Apparent daughter of Asagi and Kojo. She operated the time machine that sent back Reina Akatsuki.

- Yume Eguchi (江口結眼, Eguchi Yume)

A young girl who Kojo meets at a holiday resort. She is a succubus with a split personality and a great hidden power.

- Polifonia Rihavein (ポリフォニア・リハヴァイン, Porifonia Rihavuain)

Mother of La Folia and queen of Aldegyr

- Lucas Rihavein (ルーカス・リハヴァイン, Rukasu Rihavuain)
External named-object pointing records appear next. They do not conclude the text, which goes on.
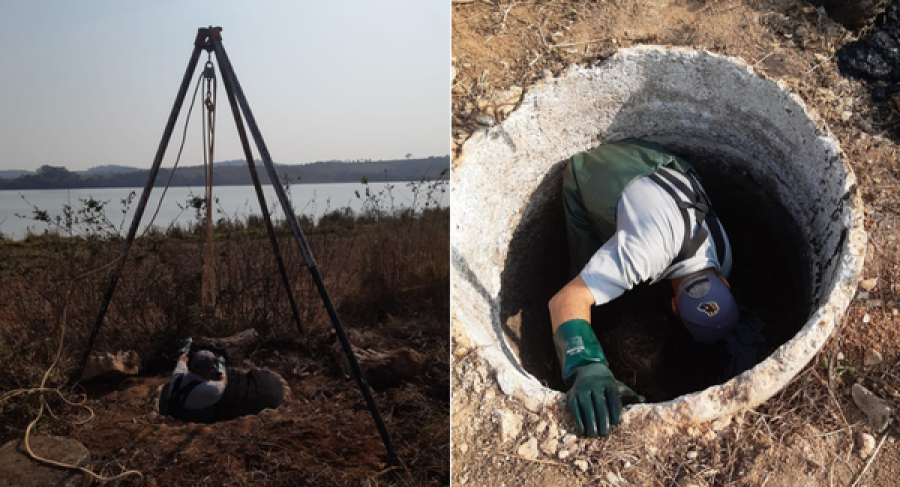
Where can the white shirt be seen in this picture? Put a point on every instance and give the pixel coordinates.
(207, 393)
(649, 235)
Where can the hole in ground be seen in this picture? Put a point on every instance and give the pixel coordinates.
(647, 346)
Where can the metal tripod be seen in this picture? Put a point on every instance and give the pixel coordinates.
(210, 39)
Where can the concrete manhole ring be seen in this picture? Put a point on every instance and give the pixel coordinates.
(690, 102)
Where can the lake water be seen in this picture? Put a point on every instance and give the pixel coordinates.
(313, 200)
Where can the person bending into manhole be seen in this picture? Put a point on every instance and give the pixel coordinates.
(634, 213)
(196, 389)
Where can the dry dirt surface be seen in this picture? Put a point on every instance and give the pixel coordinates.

Father of La Folia and king of Aldegyr

- Trine Harden (トリーネ・ハルデン, Torīne Haruden)

Therianthrope terrorist and irresistible seductress from the North Sea Empire (北海帝国)
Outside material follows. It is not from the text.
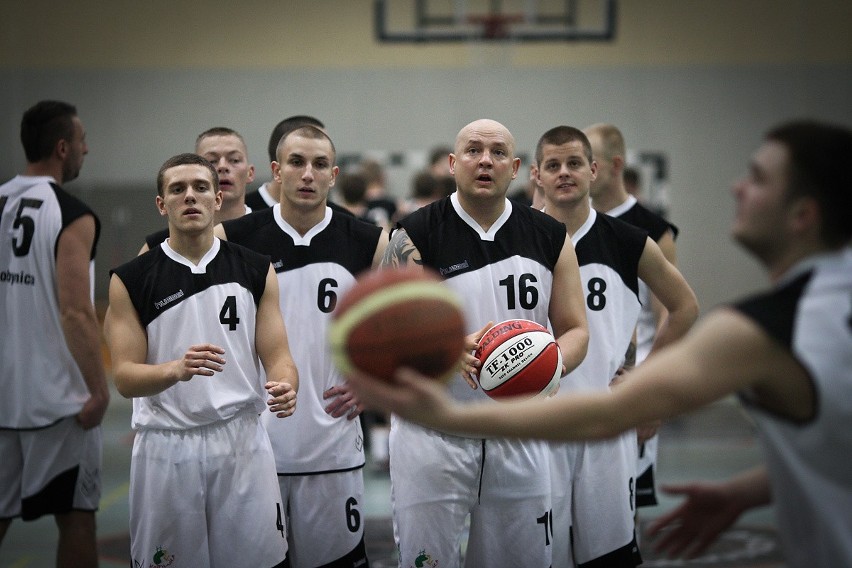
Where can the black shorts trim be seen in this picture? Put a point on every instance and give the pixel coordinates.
(625, 557)
(306, 473)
- Hisano Akatsuki (緋 紗 乃つ き さ の, Akatsuki Hisano)

Grandmother of Kojo and Nagisa and powerful priestess

- Gajou Akatsuki (牙 城つ ょ う, Akatsuki Gajou)

Father of Kojo and Nagisa, ex-husband of Mimori

- Yuiri Haba (羽波 唯里, Haba Yuiri)

Sword shaman with the Lion Kings

- Shio Hikawa (斐川 志緒, Hikawa Shio)

War dancer with the Lion Kings

- Iblisveil Aziz (イブリスベール・アズィーズ, Ibirisu Beru Azuizu)

Ibliss is a vampire noble from the Warlord’s Empire who befriends Asagi and Lydianne.

- Tatsumi Azama (安座真 達己, Azama Tatsumi)

A major with the JDSF (自衛隊員) anti-mage regiment as well as the Knight of the Sinful God (咎神の騎士, Kyūshin no kishi) and leader of the cult.

- Mikage Okiyama (沖山 観影, Okiyama Mikage)

A lieutenant with the JDSF anti-mage regiment as well as a knight of the Sinful God cult.

- Ueyanagi (上柳, Ueyanagi)

A lieutenant with the JDSF anti-mage regiment as well as a knight of the Sinful God cult.

- Glenda (グレンダ, Grenda)

A girl who shifts between a human and dragon form, she bonds deeply with Yuiri after being rescued by her.

- Senga Takehito (千賀 毅人, Takehito Senga)

Behind the scenes leader of the Tartarus Lapse (タルタロス・ラプス) terrorists

- December (ディセンバー, Disenbā)

Leader of the Tartarus Lapse terrorists, and similarly to Avrora, is connected to Kojo by being a partial seal of his power and the master of his tenth familiar.

- Shizuri Castiella Kasugaya (香管谷 雫梨, Kasugaya Shizuri Castiella)

A paladiness of Gisella, who was said to be Kojo's observer when they trained together at Onrai Island for half a year.